December 4, 2023

The 70s 80s 90s Blog

Three Decades of History with TV historian Tony McMahon

When Thatcher caved in to the miners

4 min read
In 1981, Conservative Prime Minister Margaret Thatcher caved into the miners but was simply biding her time for a future showdown
Thatcher miners
Miners and Maggie
In 1981, the miners won – but not in 1985

The Lady was not for Turning – except when it came to the miners in 1981. Everybody remembers the defeat of the miners strike in 1985 after a year long battle between the government and mining workers. But four years before, Thatcher had caved in to the National Union of Mineworkers because she wasn’t quite ready for that fight. It was in effect a U-turn and an embarrassing early climbdown to union power. But, the Prime Minister was choosing her battles carefully and that year saw Britain mired in recession and the inner cities exploding into an orgy of rioting.

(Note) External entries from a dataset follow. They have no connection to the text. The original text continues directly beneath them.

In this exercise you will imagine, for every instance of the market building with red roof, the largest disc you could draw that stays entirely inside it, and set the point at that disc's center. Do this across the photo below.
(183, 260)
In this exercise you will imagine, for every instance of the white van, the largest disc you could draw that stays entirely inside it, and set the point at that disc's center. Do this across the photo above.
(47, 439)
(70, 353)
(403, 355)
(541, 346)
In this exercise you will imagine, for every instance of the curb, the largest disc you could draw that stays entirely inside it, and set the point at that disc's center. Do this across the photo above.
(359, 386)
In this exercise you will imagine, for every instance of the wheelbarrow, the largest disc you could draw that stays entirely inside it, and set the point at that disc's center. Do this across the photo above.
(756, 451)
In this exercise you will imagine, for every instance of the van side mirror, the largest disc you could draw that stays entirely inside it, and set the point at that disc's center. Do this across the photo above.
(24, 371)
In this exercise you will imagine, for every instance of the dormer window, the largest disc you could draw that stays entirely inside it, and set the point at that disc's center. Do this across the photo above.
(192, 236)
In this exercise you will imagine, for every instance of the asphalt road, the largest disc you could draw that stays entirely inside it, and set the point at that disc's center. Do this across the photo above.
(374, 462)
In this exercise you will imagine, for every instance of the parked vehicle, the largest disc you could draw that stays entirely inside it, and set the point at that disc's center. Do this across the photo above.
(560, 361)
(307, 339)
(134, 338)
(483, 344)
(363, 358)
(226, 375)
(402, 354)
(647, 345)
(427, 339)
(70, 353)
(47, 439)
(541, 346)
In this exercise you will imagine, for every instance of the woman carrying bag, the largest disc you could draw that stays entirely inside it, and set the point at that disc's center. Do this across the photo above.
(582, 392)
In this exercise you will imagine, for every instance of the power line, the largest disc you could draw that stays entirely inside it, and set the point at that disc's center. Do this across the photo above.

So – taking on the NUM could wait.

That said, it was a pretty comprehensive retreat for the government. NUM demands to reduce the imports of foreign coal and to reinstate £300m of subsidies to the government controlled National Coal Board (NCB) were agreed. This move by Thatcher flew in the face of the 1980 Coal Industry Act, which was in part intended to put limits on the amount of money that could be borrowed by the NCB. But she retained her twin goals in the back of her mind to close pits and crush the NUM.

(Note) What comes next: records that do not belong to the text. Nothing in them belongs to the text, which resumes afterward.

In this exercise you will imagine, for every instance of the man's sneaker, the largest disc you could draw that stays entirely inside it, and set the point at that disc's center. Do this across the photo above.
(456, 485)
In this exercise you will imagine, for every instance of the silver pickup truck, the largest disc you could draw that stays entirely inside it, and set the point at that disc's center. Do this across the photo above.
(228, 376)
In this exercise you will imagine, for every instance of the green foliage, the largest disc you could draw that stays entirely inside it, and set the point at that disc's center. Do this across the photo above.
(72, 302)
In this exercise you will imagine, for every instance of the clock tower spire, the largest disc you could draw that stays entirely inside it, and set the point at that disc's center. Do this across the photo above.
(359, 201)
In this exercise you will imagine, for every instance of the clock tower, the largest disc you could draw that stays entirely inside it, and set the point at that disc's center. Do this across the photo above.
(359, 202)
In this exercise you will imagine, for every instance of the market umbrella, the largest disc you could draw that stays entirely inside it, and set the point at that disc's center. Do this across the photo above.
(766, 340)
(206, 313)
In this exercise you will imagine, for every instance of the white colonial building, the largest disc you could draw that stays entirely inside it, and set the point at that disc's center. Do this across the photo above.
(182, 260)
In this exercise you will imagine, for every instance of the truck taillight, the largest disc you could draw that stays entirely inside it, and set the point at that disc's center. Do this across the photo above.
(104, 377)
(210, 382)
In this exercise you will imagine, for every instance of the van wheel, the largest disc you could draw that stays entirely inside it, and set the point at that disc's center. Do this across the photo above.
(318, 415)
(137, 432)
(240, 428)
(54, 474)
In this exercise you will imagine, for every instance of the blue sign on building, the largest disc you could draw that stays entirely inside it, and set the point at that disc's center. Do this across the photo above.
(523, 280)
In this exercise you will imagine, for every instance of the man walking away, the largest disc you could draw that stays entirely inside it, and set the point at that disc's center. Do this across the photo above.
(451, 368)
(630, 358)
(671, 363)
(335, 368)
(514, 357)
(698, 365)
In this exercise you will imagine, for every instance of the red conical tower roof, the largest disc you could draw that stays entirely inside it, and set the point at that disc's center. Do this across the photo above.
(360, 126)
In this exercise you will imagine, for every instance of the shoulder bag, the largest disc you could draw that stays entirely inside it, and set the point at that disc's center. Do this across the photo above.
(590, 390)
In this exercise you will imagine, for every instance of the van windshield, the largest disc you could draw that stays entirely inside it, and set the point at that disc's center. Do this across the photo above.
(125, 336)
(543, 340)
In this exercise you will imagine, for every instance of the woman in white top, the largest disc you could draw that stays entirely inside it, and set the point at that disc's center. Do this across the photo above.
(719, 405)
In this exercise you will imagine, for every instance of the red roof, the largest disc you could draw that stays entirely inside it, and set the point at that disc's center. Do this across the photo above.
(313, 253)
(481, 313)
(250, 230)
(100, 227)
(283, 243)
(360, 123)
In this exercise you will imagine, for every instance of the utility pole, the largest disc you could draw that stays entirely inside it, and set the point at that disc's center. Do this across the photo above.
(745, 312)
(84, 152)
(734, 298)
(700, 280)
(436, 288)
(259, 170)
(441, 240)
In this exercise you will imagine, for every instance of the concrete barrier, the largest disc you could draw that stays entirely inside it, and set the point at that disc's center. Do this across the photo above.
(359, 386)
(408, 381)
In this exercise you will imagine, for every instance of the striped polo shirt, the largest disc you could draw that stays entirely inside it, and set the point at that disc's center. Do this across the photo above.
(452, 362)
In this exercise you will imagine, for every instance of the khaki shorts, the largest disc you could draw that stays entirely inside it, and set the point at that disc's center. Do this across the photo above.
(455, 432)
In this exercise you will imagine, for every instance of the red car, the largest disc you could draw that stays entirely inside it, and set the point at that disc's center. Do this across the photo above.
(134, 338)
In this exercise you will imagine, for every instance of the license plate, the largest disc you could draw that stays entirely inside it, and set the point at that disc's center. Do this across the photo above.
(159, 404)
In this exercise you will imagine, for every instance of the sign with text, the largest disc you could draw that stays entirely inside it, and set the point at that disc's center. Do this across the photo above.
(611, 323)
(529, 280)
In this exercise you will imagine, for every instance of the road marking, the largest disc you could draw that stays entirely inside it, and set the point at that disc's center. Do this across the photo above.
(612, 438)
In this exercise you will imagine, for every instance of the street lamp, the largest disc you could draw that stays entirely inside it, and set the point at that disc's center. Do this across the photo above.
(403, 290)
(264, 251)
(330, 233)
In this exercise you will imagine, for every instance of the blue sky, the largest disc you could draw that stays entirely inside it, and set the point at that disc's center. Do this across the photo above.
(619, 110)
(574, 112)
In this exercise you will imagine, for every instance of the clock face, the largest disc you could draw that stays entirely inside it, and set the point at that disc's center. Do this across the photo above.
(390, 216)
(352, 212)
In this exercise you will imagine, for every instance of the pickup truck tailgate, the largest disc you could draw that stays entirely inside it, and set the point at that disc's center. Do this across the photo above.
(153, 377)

DISCOVER: Britain in the era of nationalised industries

Nicholas Ridley and the miners

For the Tories, the need to bring the NUM to heel was personal. The union had played a leading role in bringing down the Tory government of Ted Heath in 1974. Under the Labour government of Harold Wilson and James Callaghan that followed, one right-wing Conservative MP close to Thatcher, Nicholas Ridley, worked on a plan to destroy the NUM. It was, in effect, a battle plan. The logistics of a future showdown between a Conservative government and the NUM were mapped out. The Tories would never again blunder into a dispute with the miners but pick their moment very carefully with all contingencies catered for.

That included building up coal stocks, increasing imports, use of non-union lorry drivers, cutting off union funds and creating a riot police capable of tackling a war-like industrial dispute. The only comparable kind of thinking on the other side of the political divide would have been on the revolutionary Marxist Left – groups like the Militant tendency. This was a calculated preparation for class war on a grand scale. There can be little down when you read the Ridley report that Thatcher both anticipated and embraced what any Marxist would have called class war.

But she would wait for her second term in office to press the green button. In the first term of Thatcher’s reign, she still had to strengthen her grip on the party, all the levers of power and the country. After two years of recession by 1981, there was open speculation about a coup from the likes of Michael Heseltine or as The Economist put it, a concerted attempt by the Tory aristocratic old guard to ‘bell the cat’. These were dangerous years for Thatcher. If she had taken on the NUM in 1981, she could very easily have gone the way of Ted Heath.

Joe Gormley to Arthur Scargill

The NUM in 1981 was led by Joe Gormley, a wily old fox. He’d started out as a militant miner but evolved into a cunning strategist. He used the unions firebrands to scare the government of the day into concessions without unleashing them. The 1974 dispute that brought down Ted Heath left miners as the best paid industrial workers in the UK. Gormley had been able to flex the muscle of the miners so effectively because coal provided most of the energy for British homes and industry at this time. The industrial action by the NUM led to Heath having to declare a Three Day Week in Britain to conserve electricity and coal stocks. I still remember going to the public library one evening as a child and the shelves of books were lit by candles. Yeah…combustible books….naked flames…. Health and safety? Nah, this was the 1970s

In 1974, Gormley presided over a union representing quarter of a million miners. It takes your breath away now. But the mining industry was enormous. And for over a century, jobs in mining had put food in mouths. Many of my Irish relatives in my great-great and great-grandfather’s generation went to work in the mining industries of Scotland, the north-east, and over in the collieries of West Virginia in the United States. One of my cousins, P.F. Gatens, became a leading union activist in West Virginia speaking alongside the legendary organiser Mother Jones in the early 20th century.

Gormley was part of that generation of union leaders who were part of the tripartite system of running industry where government, unions, and bosses met to manage the economy. That system was coming to an end. Thatcher was making that clear by degrees. And on the Left, there was a parallel movement away from the post-war consensus towards the belief that society/capitalism had to be transformed/overthrown. Gormley’s generation would accuse the radical and revolutionary Left of provoking the Tories into ever more draconian measures – but this failed to grasp the underlying ideological commitment of Thatcher and the likes of Nicholas Ridley and Keith Joseph to fundamentally remodel Britain.

The question for them was about power. And who would wield it. To break union power, the NUM had to be smashed. But Ridley counselled the right time and battle conditions – terrain if you want. The conditions were not right in 1981. But they were in 1984.